Does Taking Longer Naps Increase Stroke Risk?

Napping for long duration during the day could be associated with an increased risk for stroke, according to new research.

The paper authors, publishing in Neurology, sought to evaluate any links between sleep duration, midday napping, sleep quality, and change in sleep duration with risk for incident stroke.

“More research is needed to understand how taking long naps and sleeping longer hours at night may be tied to an increased risk of stroke, but previous studies have shown that long nappers and sleepers have unfavorable changes in their cholesterol levels and increased waist circumferences, both of which are risk factors for stroke,” author Xiaomin Zhang, MD, PhD, of Huazhong University of Science and Technology in Wuhan, China, explained in a press release. “In addition, long napping and sleeping may suggest an overall inactive lifestyle, which is also related to increased risk of stroke.”

The study included 31,750 individuals in China (average age, 62) with no history of stroke or other health problems at baseline. The researchers used Cox regression models to estimate hazard ratios for incident stroke (all confidence intervals, 95%). Average follow-up was six years.

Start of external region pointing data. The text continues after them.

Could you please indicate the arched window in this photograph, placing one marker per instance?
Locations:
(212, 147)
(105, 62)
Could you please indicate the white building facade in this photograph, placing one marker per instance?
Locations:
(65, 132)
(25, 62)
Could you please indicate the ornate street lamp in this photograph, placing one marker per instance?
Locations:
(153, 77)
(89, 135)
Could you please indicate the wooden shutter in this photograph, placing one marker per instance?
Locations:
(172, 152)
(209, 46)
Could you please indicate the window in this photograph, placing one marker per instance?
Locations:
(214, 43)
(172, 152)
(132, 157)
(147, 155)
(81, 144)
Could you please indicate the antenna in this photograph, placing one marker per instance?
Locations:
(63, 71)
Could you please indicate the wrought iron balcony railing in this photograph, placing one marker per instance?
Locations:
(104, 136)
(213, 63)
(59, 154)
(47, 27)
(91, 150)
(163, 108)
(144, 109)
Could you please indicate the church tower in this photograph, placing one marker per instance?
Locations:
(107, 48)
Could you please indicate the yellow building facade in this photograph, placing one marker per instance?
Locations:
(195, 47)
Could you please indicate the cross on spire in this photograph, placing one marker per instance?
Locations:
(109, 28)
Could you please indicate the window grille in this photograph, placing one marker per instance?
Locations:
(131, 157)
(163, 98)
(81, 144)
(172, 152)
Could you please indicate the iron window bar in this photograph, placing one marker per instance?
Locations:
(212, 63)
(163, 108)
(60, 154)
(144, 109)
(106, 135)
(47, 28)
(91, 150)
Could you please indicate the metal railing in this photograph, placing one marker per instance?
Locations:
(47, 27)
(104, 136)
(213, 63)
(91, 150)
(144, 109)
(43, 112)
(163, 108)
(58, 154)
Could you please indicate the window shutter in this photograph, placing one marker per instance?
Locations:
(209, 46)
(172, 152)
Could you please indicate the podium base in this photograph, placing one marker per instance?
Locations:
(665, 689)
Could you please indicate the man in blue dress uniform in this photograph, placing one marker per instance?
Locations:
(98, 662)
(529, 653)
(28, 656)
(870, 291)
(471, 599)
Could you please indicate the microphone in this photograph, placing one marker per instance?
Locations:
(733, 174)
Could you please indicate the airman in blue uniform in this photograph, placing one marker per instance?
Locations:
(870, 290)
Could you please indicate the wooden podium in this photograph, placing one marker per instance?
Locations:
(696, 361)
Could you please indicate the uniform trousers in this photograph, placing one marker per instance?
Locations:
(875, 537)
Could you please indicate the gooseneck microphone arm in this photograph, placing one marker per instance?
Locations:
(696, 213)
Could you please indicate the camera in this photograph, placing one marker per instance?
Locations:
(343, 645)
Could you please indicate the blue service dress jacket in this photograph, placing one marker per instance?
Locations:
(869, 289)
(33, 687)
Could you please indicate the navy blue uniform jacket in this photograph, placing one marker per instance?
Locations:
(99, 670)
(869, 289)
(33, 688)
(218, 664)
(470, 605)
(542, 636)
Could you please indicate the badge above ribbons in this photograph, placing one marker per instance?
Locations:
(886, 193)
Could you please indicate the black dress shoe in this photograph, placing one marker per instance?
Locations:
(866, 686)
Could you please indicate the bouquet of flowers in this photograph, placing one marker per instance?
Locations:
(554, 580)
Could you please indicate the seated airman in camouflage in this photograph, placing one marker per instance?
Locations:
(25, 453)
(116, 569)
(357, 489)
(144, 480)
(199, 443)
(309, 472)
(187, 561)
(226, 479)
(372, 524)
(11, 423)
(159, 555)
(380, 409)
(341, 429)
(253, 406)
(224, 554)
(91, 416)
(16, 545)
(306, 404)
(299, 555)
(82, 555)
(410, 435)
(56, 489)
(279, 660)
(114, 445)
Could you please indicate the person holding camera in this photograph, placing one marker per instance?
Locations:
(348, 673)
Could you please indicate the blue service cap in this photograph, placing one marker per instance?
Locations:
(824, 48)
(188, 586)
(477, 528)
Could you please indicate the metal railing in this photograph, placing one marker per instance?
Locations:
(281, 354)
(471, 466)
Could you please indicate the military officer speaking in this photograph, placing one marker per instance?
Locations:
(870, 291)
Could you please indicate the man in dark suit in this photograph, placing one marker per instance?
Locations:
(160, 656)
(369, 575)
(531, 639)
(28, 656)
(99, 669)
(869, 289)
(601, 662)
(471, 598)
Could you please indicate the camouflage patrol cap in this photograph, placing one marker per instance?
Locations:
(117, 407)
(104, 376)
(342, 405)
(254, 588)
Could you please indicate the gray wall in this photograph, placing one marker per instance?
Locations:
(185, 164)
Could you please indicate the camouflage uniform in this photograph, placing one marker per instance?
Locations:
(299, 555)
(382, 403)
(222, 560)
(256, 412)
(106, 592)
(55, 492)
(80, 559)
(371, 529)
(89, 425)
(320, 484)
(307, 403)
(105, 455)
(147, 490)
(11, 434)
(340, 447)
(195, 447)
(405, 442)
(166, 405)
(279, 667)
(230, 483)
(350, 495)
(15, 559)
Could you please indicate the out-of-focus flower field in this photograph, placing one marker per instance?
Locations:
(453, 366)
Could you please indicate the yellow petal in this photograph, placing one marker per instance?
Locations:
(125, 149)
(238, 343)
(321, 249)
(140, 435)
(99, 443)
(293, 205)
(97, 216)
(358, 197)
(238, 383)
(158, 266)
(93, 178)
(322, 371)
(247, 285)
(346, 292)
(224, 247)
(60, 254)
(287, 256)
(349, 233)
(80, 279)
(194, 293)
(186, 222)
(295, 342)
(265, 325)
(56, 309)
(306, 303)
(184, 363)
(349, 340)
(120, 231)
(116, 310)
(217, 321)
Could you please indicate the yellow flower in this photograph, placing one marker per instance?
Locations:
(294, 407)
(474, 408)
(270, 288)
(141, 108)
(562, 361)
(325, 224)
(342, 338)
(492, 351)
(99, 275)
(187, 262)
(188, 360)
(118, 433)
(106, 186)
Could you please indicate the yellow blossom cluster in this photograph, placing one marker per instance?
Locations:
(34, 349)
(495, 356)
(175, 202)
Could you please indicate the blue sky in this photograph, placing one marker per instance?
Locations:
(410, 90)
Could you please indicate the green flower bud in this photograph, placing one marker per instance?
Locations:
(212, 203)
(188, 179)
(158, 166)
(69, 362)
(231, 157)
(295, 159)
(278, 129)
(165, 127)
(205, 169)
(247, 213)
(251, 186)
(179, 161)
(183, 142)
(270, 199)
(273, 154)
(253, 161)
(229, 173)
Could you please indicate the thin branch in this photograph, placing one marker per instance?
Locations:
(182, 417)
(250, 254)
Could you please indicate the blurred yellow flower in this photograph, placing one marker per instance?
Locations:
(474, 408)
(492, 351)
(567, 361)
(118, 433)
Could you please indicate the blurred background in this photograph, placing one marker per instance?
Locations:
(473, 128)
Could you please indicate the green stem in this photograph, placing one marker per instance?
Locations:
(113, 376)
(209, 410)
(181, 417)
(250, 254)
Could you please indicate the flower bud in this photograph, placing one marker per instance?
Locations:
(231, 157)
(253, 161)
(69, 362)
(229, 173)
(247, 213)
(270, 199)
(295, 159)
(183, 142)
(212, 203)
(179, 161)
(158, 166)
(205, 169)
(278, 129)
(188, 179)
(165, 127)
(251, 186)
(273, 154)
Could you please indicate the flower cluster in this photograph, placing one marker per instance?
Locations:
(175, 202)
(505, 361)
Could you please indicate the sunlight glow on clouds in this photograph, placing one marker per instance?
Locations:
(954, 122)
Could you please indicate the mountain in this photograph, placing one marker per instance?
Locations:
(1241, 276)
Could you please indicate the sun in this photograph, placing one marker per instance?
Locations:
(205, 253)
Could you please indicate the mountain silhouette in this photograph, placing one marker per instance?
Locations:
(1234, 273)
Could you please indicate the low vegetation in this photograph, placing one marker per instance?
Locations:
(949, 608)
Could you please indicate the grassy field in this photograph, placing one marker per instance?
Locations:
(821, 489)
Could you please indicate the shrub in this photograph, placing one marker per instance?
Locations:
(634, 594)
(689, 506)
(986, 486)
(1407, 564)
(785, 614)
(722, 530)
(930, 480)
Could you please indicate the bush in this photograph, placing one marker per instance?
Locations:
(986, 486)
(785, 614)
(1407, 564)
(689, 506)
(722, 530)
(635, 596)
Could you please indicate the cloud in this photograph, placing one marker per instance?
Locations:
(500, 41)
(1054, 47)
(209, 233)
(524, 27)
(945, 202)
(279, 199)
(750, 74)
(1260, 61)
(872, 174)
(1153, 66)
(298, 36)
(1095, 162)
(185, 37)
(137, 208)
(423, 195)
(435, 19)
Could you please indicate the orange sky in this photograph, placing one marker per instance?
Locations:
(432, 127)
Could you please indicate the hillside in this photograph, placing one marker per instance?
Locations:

According to the results, individuals reporting longer sleep duration (nine hours per night or more) had a greater risk of total stroke (HR=1.23; 95% CI, 1.07 to 1.41). Shorter sleep duration (less than six hours per night) had no significant effect on stroke risk. When one napped for more than 90 minutes compared to a shorter duration (between one and 30 minutes) was 1.25 (95% CI, 1.03 to 1.53). The findings were reported as similar for ischemic stroke. Participants with poor sleep quality (vs. good sleep quality) had increased risk for total (by 29%), ischemic (by 28%), and hemorrhagic stroke (by 56%). The authors reported joint effects when nine hours or more of sleep per night was combined with more than 90 minutes of napping (HR=1.85; 95% CI, 1.28 to 2.66), and sleeping more than nine hours per night plus poor sleep quality (HR=1.82; 95% CI, 1.33 to 2.48). Individuals who slept more than nine hours per night, or who switched from seven to nine or more hours per night had a nigher total risk.